Это, конечно, Любимову. Режиссёру вопрос показался неуместным, и отвечать на него он не стал. Сказал только, что раньше ставил современников — Вознесенского, Трифонова, Абрамова, Можаева, а теперь не ставит. И всё тут. Проблема знакомая, характерная для советского времени, когда актуальность и декларировали, и её же боялись.
ГА. Товстоногов в 1960 году писал: «Автор выражает своё отношение к жизни через пьесу. А режиссёр — через спектакль. И если нет современной пьесы — нет современного спектакля» (Прим. : Открытое письмо Николаю Охлопкову. Г Товстоногов. Круг мыслей. Л : Искусствo. 1972. С 98). Понятно, что позиция самого Товстоногова никогда не была столь прямолинейной. Говоря о современных пьесах, он тут же добавлял:"Никакое знание жизни не пригодится режиссёру, если он тратит время на постановку схематичных, ложных, фальшивых пьес, вся современность которых заключена во фразе: «Действие происходит в наши дни...».
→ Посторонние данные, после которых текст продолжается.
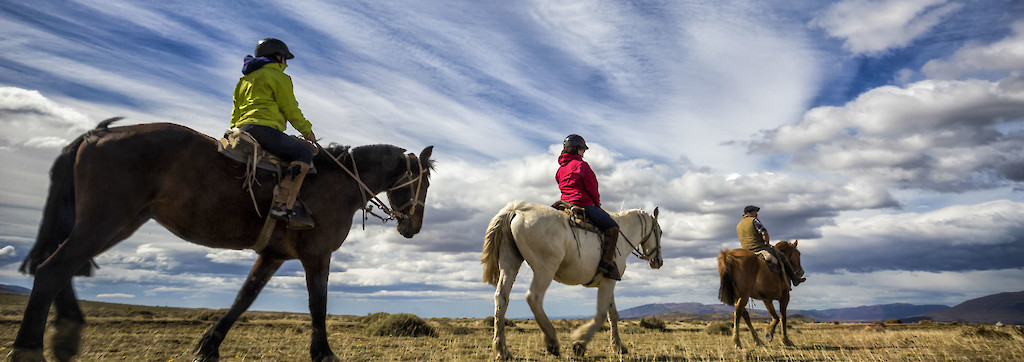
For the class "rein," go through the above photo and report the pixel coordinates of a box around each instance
[619,213,660,261]
[315,142,426,228]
На Таганке к авторам всегда относились с почтением. В «Добром человеке из Сезуана» фигурировал портрет Брехта, и это было очень важно. В «Тартюфе» Мольер появлялся прямо на сцене. В финале «Мастера и Маргариты» актёры разворачивали в зал огромные, чуть не в человеческий рост, портреты Булгакова. В 1977 году, когда «Мастер» был только что поставлен, размер портретов как бы заявлял о масштабе личности писателя, о значимости его творчества и месте в русской культуре. Но и сегодня, когда Булгаков это место занимает, кажется, прочно, портреты в спектакле остались: Любимов настаивает на присутствии автора. Авторы на Таганке — родные люди. Здесь вспоминают дни их смерти и празднуют дни их рождения. В день рождения Солженицына в театре шла «Шарашка», спектакль по повести «В круге первом». В день смерти Гете — «Фауст», и в фойе висела табличка: «День памяти И. -В. Гёте». В «До и после» — из -«Чёрного квадрата» Малевича появляются маски поэтов, а затем в него же и возвращаются. А в программке к спектаклю в строке «Художник спектакля» стоит: «Казимир Малевич». И зритель воспринимает каждого — и Гёте, и Мольера, и Пушкина, и Булгакова, и Шекспира, и Малевича… — как участника сегодняшнего театрального представления.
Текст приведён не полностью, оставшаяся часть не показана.